Taliaferro's injury, like Ham's, was in the vertebral column. But Taliaferro was not as lucky; he did not dodge the bullet. His spinal cord was affected and doctors were not sure if he could recover and walk again.
But with the support of thousands of Penn Staters, a close loving family and a whole lot of determination, Taliaferro walked out of the hospital with the aid of crutches on Jan. 5. He has made even further strides since, including a trip to Happy Valley and an appearance at The Bryce Jordan Center when the men's basketball team took on Michigan State. He looked out and waved from his box seat while a packed house gave him a rousing standing ovation that lasted several minutes.
Taliaferro will take a class at Penn State this summer. He will lift weights and run with the team. He will walk out onto the grass at Beaver Stadium when the Lions open their home schedule against Miami.

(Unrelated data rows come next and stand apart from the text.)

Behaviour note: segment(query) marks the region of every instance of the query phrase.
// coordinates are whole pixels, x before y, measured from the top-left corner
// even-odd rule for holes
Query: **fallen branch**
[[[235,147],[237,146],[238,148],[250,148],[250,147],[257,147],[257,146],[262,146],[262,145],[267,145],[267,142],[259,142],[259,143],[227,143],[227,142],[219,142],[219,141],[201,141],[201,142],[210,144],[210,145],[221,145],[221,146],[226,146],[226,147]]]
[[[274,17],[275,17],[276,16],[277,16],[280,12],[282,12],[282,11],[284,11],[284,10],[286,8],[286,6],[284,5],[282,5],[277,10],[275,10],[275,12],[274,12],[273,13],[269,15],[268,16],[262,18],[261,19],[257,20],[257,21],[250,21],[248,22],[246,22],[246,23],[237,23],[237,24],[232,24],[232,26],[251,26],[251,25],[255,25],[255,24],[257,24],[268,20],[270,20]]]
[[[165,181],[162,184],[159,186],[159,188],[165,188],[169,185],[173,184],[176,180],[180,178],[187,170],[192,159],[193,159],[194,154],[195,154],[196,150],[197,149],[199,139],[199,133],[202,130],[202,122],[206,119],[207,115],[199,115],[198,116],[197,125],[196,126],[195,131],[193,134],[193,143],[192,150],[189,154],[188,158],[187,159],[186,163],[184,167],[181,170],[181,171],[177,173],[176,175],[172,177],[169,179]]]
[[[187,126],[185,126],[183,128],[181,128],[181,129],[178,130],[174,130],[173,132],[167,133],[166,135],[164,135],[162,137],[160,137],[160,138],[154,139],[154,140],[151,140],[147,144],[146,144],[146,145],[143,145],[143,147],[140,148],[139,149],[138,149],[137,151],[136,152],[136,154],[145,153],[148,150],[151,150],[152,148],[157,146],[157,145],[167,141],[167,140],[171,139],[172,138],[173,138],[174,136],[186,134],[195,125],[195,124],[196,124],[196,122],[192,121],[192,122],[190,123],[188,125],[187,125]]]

That he will never play football again means very little. He'll finish school, lead a productive life and serve as an inspiration for others. Taliaferro has already said he would like to speak to youngsters about the importance of believing in themselves.
Last year, when a Stanford student broke his neck, Ham was called to speak to him.
"We are just humbled that his experience could help other people understand the importance of life," Dwight said.
Indeed, Adam Taliaferro and Jonathan Ham understand the importance of life as well as anyone. They know how fragile life is and also how important it is to push oneself and follow a dream.
They are walking miracles emphasis on walking.
The NCAA Gymnastics Championships, held this weekend at Ohio State, will be Ham's last competition. In May, he will undergo one more surgery to fix a broken cable in his neck and finally completely fuse the vertebrae. He will get an internship this summer after graduating with a degree in dietetics. He hopes to work as a personal trainer someday.
Dwight and Kathy Ham will be at the NCAA Championships, supporting their son as they have since he started doing flips on the backyard trampoline. There will be memories, there will be tears.
And they will reflect on what Jon's career has meant and what they learned from watching him overcome such a devastating injury.
"It took a long time for me to be able to think about it and not have tears," Dwight said. "But you realize how strong the human will is. You appreciate life more, appreciate each other more. There's something different about life after you've gone through something like this. It's like an inner confidence."
It is that inner confidence that Adam Taliaferro and Jonathan Ham share.